I came across these two Names when I found myself pulling out my hair in frustration, desperately trying to understand the Mathnawi and other spiritual books, including my trepidatious relationship with the Quran. It has taken me a long time to see – to really know something – is a gift from the Divine. Sometimes you can read a thing a dozen times, and still, it remains a stranger. Sometimes I find myself locked in a repetitive cycle of mistakes, and I am unable to understand why.
As-Sami, the All-Hearing, al-Basir, the All-Seeing…

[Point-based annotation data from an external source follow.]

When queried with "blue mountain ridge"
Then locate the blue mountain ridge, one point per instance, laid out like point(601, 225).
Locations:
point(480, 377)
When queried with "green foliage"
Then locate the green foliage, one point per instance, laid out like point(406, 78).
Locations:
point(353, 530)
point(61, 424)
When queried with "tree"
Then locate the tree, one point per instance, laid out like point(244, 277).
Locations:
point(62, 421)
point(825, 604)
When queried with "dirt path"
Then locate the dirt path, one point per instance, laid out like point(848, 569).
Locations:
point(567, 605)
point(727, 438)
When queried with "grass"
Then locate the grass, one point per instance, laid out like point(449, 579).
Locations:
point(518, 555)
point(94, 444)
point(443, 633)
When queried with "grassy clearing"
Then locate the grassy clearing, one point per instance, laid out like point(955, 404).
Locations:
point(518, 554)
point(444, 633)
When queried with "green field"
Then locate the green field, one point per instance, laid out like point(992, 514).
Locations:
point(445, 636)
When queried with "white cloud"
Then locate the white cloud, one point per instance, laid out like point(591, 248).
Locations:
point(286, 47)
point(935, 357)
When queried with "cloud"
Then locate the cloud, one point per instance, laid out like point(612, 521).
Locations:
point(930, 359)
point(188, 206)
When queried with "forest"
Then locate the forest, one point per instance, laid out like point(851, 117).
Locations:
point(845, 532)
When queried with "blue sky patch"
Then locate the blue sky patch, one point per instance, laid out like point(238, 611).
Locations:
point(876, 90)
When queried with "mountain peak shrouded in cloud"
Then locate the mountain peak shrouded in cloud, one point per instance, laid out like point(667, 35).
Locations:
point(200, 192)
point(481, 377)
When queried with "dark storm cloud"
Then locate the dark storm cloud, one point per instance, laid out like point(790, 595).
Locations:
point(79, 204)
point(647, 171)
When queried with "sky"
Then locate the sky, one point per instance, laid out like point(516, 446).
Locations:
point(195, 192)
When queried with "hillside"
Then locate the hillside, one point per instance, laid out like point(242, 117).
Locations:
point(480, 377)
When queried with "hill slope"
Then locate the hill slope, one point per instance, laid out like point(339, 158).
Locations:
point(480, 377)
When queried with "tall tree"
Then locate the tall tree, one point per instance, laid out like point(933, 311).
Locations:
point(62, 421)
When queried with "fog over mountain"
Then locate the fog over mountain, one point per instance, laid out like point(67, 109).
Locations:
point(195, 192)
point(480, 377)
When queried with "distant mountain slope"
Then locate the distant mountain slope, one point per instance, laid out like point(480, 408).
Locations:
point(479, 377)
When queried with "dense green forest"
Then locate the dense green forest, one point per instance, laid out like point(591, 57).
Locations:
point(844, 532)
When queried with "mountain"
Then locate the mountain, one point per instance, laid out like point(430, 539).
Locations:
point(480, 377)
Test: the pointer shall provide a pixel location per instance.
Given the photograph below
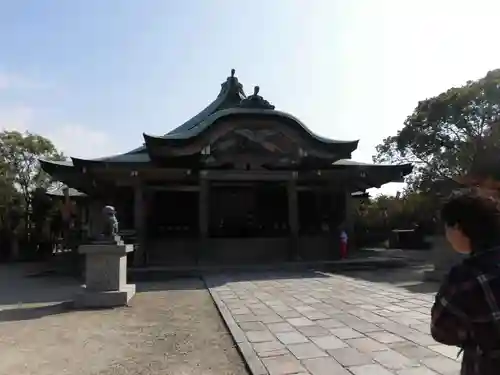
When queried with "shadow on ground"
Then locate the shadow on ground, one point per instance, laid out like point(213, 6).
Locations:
point(410, 278)
point(29, 313)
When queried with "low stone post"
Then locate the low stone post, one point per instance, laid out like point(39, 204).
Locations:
point(106, 269)
point(443, 258)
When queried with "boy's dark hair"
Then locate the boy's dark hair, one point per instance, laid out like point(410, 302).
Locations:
point(477, 214)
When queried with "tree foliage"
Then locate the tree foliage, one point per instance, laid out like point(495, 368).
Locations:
point(19, 162)
point(448, 135)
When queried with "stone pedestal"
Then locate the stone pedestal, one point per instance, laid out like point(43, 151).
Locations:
point(443, 257)
point(105, 275)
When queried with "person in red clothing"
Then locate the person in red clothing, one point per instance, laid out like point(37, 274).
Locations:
point(343, 243)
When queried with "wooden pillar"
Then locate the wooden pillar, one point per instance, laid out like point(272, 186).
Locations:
point(203, 214)
point(349, 217)
point(139, 226)
point(293, 217)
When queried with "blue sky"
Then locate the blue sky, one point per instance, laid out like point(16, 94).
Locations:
point(94, 75)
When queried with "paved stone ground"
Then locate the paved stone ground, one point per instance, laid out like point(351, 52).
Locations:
point(367, 323)
point(171, 328)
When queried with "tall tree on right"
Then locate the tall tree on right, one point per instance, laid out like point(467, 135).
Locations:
point(452, 135)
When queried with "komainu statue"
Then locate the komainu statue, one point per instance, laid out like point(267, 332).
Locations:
point(110, 223)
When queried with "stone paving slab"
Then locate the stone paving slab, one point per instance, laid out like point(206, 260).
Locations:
point(316, 323)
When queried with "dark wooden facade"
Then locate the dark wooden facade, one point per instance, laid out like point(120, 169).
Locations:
point(240, 182)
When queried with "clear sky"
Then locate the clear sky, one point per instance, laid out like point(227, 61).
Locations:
point(94, 75)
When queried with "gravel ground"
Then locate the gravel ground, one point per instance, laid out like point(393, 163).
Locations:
point(171, 328)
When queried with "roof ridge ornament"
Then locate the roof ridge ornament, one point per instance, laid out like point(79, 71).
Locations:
point(232, 84)
point(256, 101)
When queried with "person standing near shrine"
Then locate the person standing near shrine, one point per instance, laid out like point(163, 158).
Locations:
point(344, 238)
point(466, 311)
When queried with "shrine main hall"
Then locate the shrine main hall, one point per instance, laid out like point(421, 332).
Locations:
point(238, 183)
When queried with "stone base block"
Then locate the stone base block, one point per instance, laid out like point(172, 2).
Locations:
point(105, 299)
point(435, 275)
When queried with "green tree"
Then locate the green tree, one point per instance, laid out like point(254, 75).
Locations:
point(448, 136)
point(19, 161)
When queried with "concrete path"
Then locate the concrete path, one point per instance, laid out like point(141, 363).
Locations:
point(368, 323)
point(172, 327)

When I begin to read or listen I invoke these Names. They appear like a gentle presence on my heart. Over the years as-Sami and al-Basir have started to feel like two friends that sit with me as I desperately pull the invisible string of knowing. In this beautiful book, The 99 Names of God, these two Names have an image of an owl. Owls also remind me of libraries. I am grateful for the imagery, as it allows me to come to a place of greater presence; perhaps sitting in a grand library with two large owls helping me to understand by the grace of God. There are times, like a river tracking its way down a cliff, my heart leaps and all makes sense, but there are times that nothing quite works, but these two Owls, as-Sami and al-Basir, give me patience (Ya Sabur). I am able to trust that I will understand soon enough, and perhaps not, and that’s OK too. A poem inspired by as-Sami and al-Basir:
So many words,
neatly placed on a horizontal line.
Orderly spaces with gracious gaps
–dashes and .dots and ,curls with movement.
Hmm… so many words though,
but meaning she wonders,
runs racing through the Divine.
Catch me, find me, look for me….
‘Ya Sami, Ya Basir’ she cries.
Densely populated, these cities tower over her.
Foreboding places, with a dangerous climb –
– stumbling over paragraphs she’s bullied into a rhyme!
In her letting go she finds her breath.
– the treasure won’t be sought,
but left kindly with Ya Sabur underneath her pillow.
And what he said…dear Mevlana Rumi:
Though you read a hundred
volumes without a pause,
you won’t remember a single
point without the Divine decree;
but if you serve God and read not
a single book,
you’ll learn rare sciences within your own heart.